The compound appeared to reduce the virulence of the bacteria and, notably, accelerate the healing of damaged skin areas after infection.
It’s unclear how the GmPcides accomplish all this, but microscopic examination revealed that the treatment appears to have a significant effect on bacterial cell membranes, which are the outer envelope of microbes.
“One of the functions of a membrane is to exclude material from the outside,” Caparon said. “We know that within five to 10 minutes of treatment with GmPcide, membranes begin to become permeable and allow things that should normally be excluded to enter the bacteria, suggesting that those membranes have been damaged.”

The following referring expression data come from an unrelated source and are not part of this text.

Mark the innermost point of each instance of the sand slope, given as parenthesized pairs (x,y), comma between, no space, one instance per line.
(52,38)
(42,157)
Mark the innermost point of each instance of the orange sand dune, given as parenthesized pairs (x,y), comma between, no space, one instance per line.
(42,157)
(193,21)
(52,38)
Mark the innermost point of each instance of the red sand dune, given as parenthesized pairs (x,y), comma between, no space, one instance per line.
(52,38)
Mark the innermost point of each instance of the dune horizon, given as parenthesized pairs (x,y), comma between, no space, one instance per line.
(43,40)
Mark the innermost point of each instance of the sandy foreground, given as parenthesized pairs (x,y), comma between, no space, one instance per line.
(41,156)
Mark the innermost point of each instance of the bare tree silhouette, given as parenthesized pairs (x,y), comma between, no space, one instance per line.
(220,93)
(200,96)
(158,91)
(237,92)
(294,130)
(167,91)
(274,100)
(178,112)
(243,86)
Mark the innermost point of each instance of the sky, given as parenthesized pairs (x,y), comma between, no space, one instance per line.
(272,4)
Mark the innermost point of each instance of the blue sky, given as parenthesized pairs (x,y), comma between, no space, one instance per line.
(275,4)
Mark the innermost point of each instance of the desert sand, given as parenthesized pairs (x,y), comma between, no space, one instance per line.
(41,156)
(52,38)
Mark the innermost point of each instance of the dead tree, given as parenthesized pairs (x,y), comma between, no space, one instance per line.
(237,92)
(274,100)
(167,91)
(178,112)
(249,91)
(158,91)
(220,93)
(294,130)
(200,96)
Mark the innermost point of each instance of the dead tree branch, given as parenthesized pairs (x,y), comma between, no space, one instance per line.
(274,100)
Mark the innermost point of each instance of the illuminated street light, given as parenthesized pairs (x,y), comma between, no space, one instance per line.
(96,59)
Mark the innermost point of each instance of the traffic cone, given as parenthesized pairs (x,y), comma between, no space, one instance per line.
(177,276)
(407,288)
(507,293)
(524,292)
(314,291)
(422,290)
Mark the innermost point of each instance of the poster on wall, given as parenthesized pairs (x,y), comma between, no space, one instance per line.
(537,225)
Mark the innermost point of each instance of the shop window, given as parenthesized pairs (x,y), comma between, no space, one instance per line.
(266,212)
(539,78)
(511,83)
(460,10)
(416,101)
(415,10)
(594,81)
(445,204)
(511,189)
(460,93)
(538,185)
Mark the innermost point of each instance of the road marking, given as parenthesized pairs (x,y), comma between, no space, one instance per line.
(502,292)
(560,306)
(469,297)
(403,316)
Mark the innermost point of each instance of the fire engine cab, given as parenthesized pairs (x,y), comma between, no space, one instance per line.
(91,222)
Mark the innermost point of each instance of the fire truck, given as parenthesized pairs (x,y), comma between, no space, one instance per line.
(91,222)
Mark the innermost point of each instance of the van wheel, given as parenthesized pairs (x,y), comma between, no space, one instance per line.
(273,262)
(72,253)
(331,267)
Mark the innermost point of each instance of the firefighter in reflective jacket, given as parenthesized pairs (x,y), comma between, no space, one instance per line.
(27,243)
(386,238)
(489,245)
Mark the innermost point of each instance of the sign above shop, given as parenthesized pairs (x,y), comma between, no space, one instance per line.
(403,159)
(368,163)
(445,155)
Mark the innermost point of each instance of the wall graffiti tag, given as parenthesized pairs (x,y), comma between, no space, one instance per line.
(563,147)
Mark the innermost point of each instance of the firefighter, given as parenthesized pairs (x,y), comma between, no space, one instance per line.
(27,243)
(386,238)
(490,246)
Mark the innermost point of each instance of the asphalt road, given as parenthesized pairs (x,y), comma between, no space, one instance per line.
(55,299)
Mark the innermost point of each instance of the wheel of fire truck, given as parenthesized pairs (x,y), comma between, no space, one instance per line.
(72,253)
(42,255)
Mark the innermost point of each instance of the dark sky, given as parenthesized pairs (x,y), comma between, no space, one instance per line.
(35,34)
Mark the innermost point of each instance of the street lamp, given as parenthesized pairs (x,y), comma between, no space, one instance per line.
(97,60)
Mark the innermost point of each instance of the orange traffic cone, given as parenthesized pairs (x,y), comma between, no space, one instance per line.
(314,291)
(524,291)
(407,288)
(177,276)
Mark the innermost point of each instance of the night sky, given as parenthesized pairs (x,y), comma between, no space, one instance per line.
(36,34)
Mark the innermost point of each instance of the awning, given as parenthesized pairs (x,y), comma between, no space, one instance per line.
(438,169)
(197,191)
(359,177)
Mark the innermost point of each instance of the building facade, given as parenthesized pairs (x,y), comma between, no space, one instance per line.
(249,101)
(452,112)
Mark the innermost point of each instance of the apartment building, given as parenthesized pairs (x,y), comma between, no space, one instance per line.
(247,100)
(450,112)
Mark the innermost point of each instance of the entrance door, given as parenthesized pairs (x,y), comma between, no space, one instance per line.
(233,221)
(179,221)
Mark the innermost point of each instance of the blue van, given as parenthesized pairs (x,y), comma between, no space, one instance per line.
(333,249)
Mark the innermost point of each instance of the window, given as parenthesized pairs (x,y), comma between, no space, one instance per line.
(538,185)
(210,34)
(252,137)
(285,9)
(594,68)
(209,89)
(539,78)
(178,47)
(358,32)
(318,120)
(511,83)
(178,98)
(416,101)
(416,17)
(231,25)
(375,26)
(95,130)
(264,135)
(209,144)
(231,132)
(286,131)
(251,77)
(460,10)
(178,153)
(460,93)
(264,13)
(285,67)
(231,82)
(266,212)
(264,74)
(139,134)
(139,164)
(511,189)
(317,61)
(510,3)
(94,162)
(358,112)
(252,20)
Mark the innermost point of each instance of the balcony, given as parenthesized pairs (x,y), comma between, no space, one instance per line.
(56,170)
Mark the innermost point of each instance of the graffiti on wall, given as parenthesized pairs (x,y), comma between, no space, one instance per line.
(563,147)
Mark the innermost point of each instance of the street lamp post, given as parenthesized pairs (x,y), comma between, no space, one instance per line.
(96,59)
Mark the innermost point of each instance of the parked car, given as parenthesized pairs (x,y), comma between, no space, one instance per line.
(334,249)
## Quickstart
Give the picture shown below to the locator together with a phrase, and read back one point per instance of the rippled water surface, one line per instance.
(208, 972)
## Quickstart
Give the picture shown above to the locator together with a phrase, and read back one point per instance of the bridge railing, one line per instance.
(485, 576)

This can disrupt the bacteria’s own functions, including those that cause harm to their host, and make the bacteria less effective at fighting the host’s immune response to infections.
In addition to their antibacterial efficacy, GmPcides appear to be less likely to generate drug-resistant strains. Experiments designed to create resistant bacteria found that very few cells were able to withstand the treatment and thus pass on their advantages to the next generation of bacteria.
Caparon explained that there is still a long way to go before GmPcides can reach local pharmacies. Caparon, Hultgren and Almqvist have patented the compound used in the study and licensed it to a company, QureTech Bio, in which they have an equity stake, with the expectation of being able to collaborate with a company that has the capacity to manage pharmaceutical development and clinical trials to potentially bring GmPcides to market.
Hultgren said the kind of collaborative science that created GmPcides is what is needed to address intractable problems like antimicrobial resistance.
“Bacterial infections of all kinds are a major health problem and are increasingly multi-drug resistant and therefore more difficult to treat,” he said. “Interdisciplinary science facilitates the integration of different fields of study that can lead to new synergistic insights that have the potential to help patients.”